HARRISBURG, Pa. -- Harrisburg Police say a social media threat shut down schools within the Harrisburg School District today.

Officials say the school district is working with police and information will be released as it becomes verified and available.

FOX43 contacted Pennsylvania State Police and a cyber security instructor to learn how these cases are investigated.

Officials say the investigations require time, manpower, and money, and every threat must be taken seriously.

When a cyber threat is directed towards a school, Pennsylvania State Police say there’s two things law enforcement must find out.

"Our goal is to find the legitimacy of the threat and who is making them," said Corporal Adam Reed, communication with Pennsylvania State Police.

Corporal Reed says every threat is taken seriously. Once an investigation starts, he says law enforcement must decide if State Police should intervene or if the investigation demands federal attention, such as the FBI.

"We have the manpower and the technological resources to perhaps, trace back that IP address from where the threat was made or gain access to find out the identity of that user on social media," said Cpl. Reed.

Cpl. Reed says police must receive a search warrant to look at someone's social media accounts, and only specific information listed in the warrant can be obtained.

Law enforcement must work with internet providers in these cases.

According to Ron Jones, a cyber security instructor at Harrisburg University, almost always law enforcement can identify the person making the threats.

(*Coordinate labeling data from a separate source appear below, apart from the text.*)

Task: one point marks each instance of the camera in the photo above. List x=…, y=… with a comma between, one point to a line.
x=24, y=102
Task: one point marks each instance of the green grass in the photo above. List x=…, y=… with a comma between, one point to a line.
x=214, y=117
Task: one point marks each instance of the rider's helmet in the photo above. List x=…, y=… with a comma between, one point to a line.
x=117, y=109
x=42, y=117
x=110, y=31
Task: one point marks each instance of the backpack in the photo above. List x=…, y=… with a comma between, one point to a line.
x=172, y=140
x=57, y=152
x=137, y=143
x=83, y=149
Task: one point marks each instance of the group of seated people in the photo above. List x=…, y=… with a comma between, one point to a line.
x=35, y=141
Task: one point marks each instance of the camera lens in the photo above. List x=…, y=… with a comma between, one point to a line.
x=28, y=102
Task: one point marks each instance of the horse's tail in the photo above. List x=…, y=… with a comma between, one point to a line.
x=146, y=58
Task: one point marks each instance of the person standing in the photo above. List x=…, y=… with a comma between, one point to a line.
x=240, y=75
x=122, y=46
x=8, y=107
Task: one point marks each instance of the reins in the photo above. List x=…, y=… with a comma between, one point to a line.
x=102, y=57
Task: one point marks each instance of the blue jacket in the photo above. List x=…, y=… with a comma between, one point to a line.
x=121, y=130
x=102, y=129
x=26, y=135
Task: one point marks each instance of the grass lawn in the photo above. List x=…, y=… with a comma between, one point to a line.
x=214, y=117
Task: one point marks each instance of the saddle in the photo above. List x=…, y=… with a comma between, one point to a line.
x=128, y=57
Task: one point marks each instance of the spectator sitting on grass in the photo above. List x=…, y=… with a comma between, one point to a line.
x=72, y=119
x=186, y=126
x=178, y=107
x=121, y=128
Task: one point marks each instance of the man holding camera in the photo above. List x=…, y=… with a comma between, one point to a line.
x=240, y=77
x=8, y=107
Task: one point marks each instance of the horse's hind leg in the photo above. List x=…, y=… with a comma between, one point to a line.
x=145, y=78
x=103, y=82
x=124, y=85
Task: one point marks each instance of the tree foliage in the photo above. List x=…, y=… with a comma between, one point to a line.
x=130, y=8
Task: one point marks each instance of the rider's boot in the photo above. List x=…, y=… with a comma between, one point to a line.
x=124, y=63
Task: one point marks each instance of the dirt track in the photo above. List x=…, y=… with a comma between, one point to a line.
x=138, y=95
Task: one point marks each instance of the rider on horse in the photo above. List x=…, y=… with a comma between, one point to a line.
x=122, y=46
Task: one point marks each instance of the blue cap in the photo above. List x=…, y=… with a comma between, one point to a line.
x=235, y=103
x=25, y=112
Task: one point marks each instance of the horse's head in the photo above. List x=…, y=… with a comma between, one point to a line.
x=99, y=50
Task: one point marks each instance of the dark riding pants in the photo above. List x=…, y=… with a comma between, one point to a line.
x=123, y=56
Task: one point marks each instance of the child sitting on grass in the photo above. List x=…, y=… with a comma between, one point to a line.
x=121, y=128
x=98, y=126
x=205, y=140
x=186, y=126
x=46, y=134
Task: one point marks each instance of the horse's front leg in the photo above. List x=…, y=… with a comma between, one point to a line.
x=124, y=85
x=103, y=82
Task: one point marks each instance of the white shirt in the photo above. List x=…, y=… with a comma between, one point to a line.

"Everybody leaves a digital fingerprint. The question is how much money, resources, and people power, do you have to follow that trail back?" said Jones.

Jones says those digital fingerprints usually lead police to a library, a school, or the suspect’s home. Even if someone deletes information on a computer, it’s never truly gone.

"They can go in and do a forensics analysis on that computer and look at all the activity, the files, what was created on the computer, what web pages were accessed, when they were accessed, and who logged in," said Jones.

Jones says law enforcement have to trace threats to a computer and then piece together any physical evidence - such as, did a camera capture the person on the computer, who was in the building when the computer was used, etc.

If someone makes a threat on a cell phone, he says that person is almost always going to be caught.

"It probably has the most evidence or fingerprints that you can imagine," he said.

As for leads, law enforcement rely on tips from people in the community .

"We're not all-knowing. We don’t have an all-encompassing presence to watch every social media post that is made. Without their help and contribution, we may potentially not know about the threat so if you see something, please say something," stressed Cpl. Reed.

The threat directed at schools within the Harrisburg School District is one of more than a dozen directed towards schools in Central Pennsylvania this week. The big message, if you see something, say something.

According to Reed, a minor can face felony charges for making cyber threats.